During the United States presidential election recount in Florida, then-governor Jeb Bush called on the state legislature to simply ignore the contested vote count and give Florida's electoral college votes to candidate George Bush, a fellow Republican and Jeb Bush's brother. This is theoretically constitutional, as the US constitution does not guarantee the right to vote in presidential elections. Rather, it authorizes each state to determine how its electors should be chosen, although it is ambiguous whether, having already selected electors by vote in accordance with state law, the legislature can then overrule that determination.
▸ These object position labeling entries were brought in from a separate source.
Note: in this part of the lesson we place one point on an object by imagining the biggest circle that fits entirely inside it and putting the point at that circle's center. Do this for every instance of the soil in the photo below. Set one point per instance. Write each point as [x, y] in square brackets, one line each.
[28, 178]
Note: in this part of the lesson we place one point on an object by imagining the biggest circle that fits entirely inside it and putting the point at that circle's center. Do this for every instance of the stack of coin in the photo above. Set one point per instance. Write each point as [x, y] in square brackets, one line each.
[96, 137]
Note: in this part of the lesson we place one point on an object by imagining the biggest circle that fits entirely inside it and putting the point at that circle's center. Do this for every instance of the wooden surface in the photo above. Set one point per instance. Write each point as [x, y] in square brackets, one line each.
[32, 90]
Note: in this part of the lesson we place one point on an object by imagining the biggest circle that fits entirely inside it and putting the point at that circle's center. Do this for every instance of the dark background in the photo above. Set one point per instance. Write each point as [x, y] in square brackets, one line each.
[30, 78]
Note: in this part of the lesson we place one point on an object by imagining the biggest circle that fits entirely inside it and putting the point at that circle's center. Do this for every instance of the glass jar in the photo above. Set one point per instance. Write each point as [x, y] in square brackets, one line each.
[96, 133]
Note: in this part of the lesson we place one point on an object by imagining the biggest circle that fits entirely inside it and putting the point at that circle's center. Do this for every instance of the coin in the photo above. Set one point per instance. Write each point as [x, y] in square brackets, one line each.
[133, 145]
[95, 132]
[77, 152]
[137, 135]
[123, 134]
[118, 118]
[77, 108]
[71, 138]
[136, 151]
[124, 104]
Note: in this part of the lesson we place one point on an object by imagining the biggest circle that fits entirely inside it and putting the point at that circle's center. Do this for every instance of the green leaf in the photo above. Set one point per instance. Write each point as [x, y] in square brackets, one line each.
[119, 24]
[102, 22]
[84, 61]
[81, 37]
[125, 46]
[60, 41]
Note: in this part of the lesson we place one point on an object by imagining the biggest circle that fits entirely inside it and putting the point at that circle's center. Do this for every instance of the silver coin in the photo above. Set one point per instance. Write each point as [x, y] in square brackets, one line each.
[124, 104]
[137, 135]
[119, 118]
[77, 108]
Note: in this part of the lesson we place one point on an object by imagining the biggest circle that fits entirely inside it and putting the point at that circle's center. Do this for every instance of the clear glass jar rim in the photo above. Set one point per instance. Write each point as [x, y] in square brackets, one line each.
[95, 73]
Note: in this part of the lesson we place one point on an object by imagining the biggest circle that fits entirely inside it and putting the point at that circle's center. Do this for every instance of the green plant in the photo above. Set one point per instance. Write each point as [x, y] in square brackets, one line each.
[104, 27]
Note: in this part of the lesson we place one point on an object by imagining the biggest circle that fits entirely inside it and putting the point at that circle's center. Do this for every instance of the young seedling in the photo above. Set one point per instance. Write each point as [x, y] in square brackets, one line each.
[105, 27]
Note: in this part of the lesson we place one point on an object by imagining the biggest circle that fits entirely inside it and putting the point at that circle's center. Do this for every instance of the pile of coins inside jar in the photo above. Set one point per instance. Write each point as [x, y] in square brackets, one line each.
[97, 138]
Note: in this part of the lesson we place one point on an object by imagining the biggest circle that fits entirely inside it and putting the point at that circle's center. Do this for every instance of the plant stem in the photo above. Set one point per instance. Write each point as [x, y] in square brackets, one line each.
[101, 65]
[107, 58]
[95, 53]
However, the move was ultimately blocked by the US Supreme Court.

=== Nepal, 2020 ===
Khadha Prasad Sharma Oli, Prime Minister of Nepal, had attempted to dissolve the Nepalese parliament. The dissolution was being challenged under three different petitions in the Supreme Court, and it was contested whether or not the Prime Minister actually has the power to dissolve parliament. K P Oli attempted the power grab during a legitimacy crisis, as rival factions seek his resignation due to poor governance and authoritarian impulses.

===United States, 2020===

Following his loss in 2020 United States presidential election, President Donald Trump repeatedly made false claims that widespread electoral fraud had occurred and that only he had legitimately won the election. Although most resulting lawsuits were either dismissed or ruled against by numerous courts, Trump nonetheless conspired with his campaign team to submit documents in several states (all of which had been won by Joe Biden) which falsely claimed to be legitimate electoral certificates for President Trump and Vice President Mike Pence. After the submission of these documents, the Trump campaign intended that the presiding officer of the United States Senate, either President of the Senate Pence or President pro tempore Chuck Grassley, would claim to have the unilateral power to reject electors during the January 6, 2021 vote counting session; the presiding officer would reject all electors from the several states in which the Trump campaign had submitted false documents, leaving 232 votes for Trump and 222 votes for Biden, thereby overturning the election results in favour of Trump. The plans for January 6 failed to come to fruition after Pence refused to follow the campaign's proposals.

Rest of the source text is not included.